Symbol-pair codes are proposed to guard against pair-errors in symbol-pair read channels. The minimum symbol-pair distance plays a vital role in determining the error-correcting capability and the constructions of symbol-pair codes with largest possible minimum symbol-pair distance is of great importance. Maximum distance separable (MDS) symbol-pair codes are optimal in the sense that such codes can acheive the Singleton bound.
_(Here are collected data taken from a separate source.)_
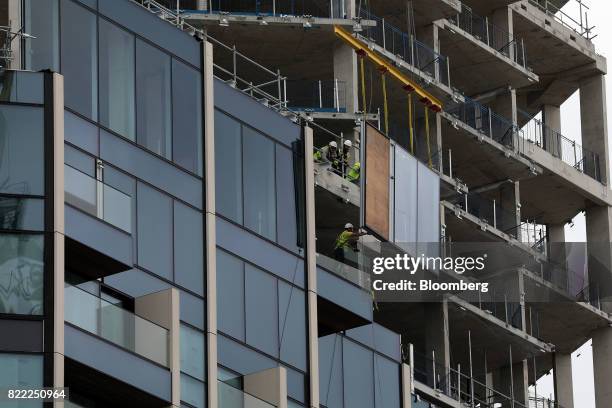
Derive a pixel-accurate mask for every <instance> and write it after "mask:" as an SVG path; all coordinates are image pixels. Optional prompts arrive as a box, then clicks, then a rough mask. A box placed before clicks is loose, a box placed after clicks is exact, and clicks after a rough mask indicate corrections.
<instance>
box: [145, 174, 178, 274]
mask: <svg viewBox="0 0 612 408" xmlns="http://www.w3.org/2000/svg"><path fill="white" fill-rule="evenodd" d="M137 190H138V191H137V193H138V201H137V208H138V211H137V213H138V220H137V224H138V264H139V265H142V266H143V267H144V268H146V269H148V270H150V271H152V272H154V273H156V274H157V275H159V276H162V277H164V278H166V279H170V280H172V199H171V198H170V197H168V196H167V195H165V194H162V193H160V192H158V191H157V190H154V189H152V188H151V187H148V186H146V185H145V184H142V183H138V185H137Z"/></svg>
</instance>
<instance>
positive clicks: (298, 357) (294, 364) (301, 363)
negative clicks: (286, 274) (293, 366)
mask: <svg viewBox="0 0 612 408" xmlns="http://www.w3.org/2000/svg"><path fill="white" fill-rule="evenodd" d="M278 307H279V310H278V313H279V315H278V327H279V332H280V334H279V335H280V343H281V347H280V353H281V354H280V358H281V360H283V361H286V362H287V363H289V364H291V365H293V366H294V367H297V368H300V369H302V370H306V338H307V337H308V336H307V334H306V306H305V300H304V292H302V291H301V290H300V289H298V288H296V287H295V286H292V285H289V284H288V283H285V282H282V281H279V282H278Z"/></svg>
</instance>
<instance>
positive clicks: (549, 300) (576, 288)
mask: <svg viewBox="0 0 612 408" xmlns="http://www.w3.org/2000/svg"><path fill="white" fill-rule="evenodd" d="M417 254H418V255H417ZM611 254H612V244H610V243H609V242H606V243H590V244H589V246H588V247H587V245H586V244H585V243H584V242H577V243H576V242H575V243H569V242H566V243H544V244H542V245H540V244H538V245H527V244H523V243H515V244H513V245H509V244H507V243H497V242H453V243H450V244H449V243H439V242H433V243H395V244H391V243H365V244H360V246H359V248H358V250H357V251H352V252H349V253H347V254H345V260H344V261H343V262H338V261H335V260H333V259H331V257H321V258H320V259H318V261H317V263H318V265H319V266H320V267H322V268H323V269H326V270H327V271H330V272H332V273H335V274H337V275H339V276H341V277H342V278H343V279H345V280H348V281H350V282H352V283H353V284H356V285H358V286H360V287H361V288H362V289H364V290H366V291H368V292H371V293H372V296H373V297H374V298H375V300H376V301H377V302H379V303H380V302H440V301H442V300H444V299H445V298H447V297H448V296H456V297H460V298H462V299H463V300H466V301H468V302H470V303H473V304H479V305H486V304H491V303H507V304H528V303H555V302H556V303H558V302H574V303H576V302H577V303H583V304H587V305H590V306H593V307H596V308H598V309H602V308H603V307H604V306H605V304H612V271H611V270H610V266H609V265H610V264H611V263H612V261H611V260H610V259H611ZM324 258H327V261H325V259H324Z"/></svg>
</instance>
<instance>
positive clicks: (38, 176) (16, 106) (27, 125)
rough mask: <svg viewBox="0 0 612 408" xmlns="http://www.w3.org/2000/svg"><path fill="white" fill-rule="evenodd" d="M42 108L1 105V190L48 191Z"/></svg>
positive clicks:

In this paper, for length 5p, two new classes of MDS symbol-pair codes with minimum symbol-pair distance seven or eight are constructed by utilizing repeated-root cyclic codes over \({\mathbb {F}}_{p}\), where p is a prime. In addition, we derive a class of MDS symbol-pair codes with minimum symbol-pair distance seven and length 4p.

建议符号对代码以防止符号对读取通道中的对错误。最小符号对距离在确定纠错能力方面起着至关重要的作用，构建具有最大可能最小符号对距离的符号对码具有重要意义。最大距离可分离 (MDS) 符号对代码在这种代码可以实现单例界的意义上是最佳的。在本文中，对于长度为 5 p，利用\({\mathbb {F}}_{p} \)，其中p是素数。此外，我们导出了一类最小符号对距离为 7 且长度为 4 的 MDS 符号对码磷。